Perhaps it was the venue that made Zombie's show seem all too surreal and artificial. Sitting in a small arena, Zombie's similarly sounding songs all seemed to kind of mesh into a buzz of indiscernible crunch and reverb that provided literal pain to the ear drums. Or perhaps it was Mr. Zombie's bumptious attitude that limited any excitement or interactivity he was expecting from the crowd. During the finale of his show he was attempting to force the audience to chant "Zom-Bee, Zom-Bee, Zom-Bee," and thankfully the modest Midwestern crowd didn't buy into such self-serving nonsense. (When you have to force people to scream your name, the state of your irrelevancy should be clear.)

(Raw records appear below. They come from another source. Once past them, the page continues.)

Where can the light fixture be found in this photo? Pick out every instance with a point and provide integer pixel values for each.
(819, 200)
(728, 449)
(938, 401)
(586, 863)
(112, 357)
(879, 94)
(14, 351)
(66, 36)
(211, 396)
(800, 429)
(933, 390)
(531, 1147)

Needless to say, Zombie came across as pompous, and he appeared forgetful that he was only the opening act. The crowd was there to see headliner Ozzy, and they did not want to put up with the self-promotion of his B-movies and songs about monsters---songs, mind you, whose only distinctions are changes in tempo and the insertion of differing sound samples. In all, Zombie's show was one big joke fest. Thankfully, once Ozzy emerged he saved the show (and perhaps the day).